In another twist of fate, the two firefighters who launched the Las Vegas drive in the 1950s would later be diagnosed with muscular dystrophy and die as a result.
"Since these two guys succumbed to the disease, and they started it here, it's almost like you have to pick up the torch and keep going – like, don't let me down," Tim Szymanski said.
Both Tim and Ellen Szymanski have always believed that everything happens for a reason. In this case, it's a process that began with Ellen's assignment - four decades ago.
"It really makes you think, why do you do things?" Ellen Szymanski wondered. "Like, who gave me this information? Did God tell me to write this story, so when it happened I wasn't panicking?"
"I laid in bed at night and thought, 'What did I do wrong?'" Tim Szymanski said. "And, it was almost like, ‘I don't know if I've got a future any longer. Am I going to be dead in a couple of years?'"
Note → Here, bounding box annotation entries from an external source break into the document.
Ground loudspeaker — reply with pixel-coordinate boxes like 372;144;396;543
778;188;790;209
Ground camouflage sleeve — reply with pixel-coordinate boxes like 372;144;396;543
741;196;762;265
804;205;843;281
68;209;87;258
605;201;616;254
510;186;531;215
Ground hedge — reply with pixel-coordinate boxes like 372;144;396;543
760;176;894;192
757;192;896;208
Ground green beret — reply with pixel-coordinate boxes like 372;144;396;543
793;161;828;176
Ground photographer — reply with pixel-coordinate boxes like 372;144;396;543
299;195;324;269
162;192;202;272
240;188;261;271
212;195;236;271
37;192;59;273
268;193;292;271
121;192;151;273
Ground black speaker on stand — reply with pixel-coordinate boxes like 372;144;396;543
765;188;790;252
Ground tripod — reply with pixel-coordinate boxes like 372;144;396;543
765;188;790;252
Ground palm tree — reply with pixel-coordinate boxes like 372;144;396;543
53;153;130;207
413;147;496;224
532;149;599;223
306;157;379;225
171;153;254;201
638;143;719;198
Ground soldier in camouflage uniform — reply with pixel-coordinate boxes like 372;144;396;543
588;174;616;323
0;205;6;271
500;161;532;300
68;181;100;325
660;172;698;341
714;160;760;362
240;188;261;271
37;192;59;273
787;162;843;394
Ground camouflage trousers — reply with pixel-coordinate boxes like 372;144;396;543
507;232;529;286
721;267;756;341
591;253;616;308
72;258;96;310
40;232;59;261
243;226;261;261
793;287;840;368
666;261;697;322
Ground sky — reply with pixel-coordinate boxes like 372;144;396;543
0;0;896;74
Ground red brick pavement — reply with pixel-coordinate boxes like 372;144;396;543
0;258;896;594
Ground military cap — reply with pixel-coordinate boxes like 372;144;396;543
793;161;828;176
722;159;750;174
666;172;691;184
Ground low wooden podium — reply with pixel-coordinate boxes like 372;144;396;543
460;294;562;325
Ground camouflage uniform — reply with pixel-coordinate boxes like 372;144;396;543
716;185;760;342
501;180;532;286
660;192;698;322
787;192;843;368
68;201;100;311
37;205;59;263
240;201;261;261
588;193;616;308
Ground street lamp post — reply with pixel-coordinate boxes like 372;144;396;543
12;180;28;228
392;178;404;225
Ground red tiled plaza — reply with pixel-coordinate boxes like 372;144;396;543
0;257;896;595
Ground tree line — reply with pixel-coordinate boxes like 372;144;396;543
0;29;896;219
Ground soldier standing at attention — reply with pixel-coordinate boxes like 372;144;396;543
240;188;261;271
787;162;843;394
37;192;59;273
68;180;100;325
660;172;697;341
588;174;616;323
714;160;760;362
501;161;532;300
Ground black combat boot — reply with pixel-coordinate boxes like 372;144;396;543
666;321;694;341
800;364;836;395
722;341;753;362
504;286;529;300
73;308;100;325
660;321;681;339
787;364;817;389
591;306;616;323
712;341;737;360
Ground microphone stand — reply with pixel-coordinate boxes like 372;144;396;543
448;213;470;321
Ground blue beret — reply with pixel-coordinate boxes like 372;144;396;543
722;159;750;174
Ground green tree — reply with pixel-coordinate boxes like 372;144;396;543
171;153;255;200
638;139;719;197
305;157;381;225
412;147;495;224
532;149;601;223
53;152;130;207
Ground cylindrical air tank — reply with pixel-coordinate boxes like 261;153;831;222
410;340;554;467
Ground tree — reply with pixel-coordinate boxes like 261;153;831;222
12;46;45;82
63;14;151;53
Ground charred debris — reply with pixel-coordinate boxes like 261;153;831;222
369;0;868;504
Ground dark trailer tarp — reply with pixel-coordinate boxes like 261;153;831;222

Tim Szymanski is now receiving treatments once a month, which are not cheap. Some treatments can cost thousands of dollars.
If he stops treatment, the disease would likely spread - eventually to his lungs, and stop his breathing.
Tim Szymanski is determined not to let that happen.
"I'm going to beat this thing," he proclaimed. "It's just an inconvenience in life right now, and if I do the treatments and do exactly what the doctor tells me to do, I'm going to make it to 100 like I've always planned. So I'm not going to let it get me down."
One of the most potent effects of MG is that it depletes one's strength and energy.
Tim Szymanski can no longer work 22-hour shifts and, without a pill every eight hours, he'll have trouble opening his eye again.
Dr. Ginsburg pointed out that some muscular diseases are hereditary, while others can surface without warning, and at any age.
The firefighters' boot drive for the MDA happens again in Las Vegas March 22 through April 7.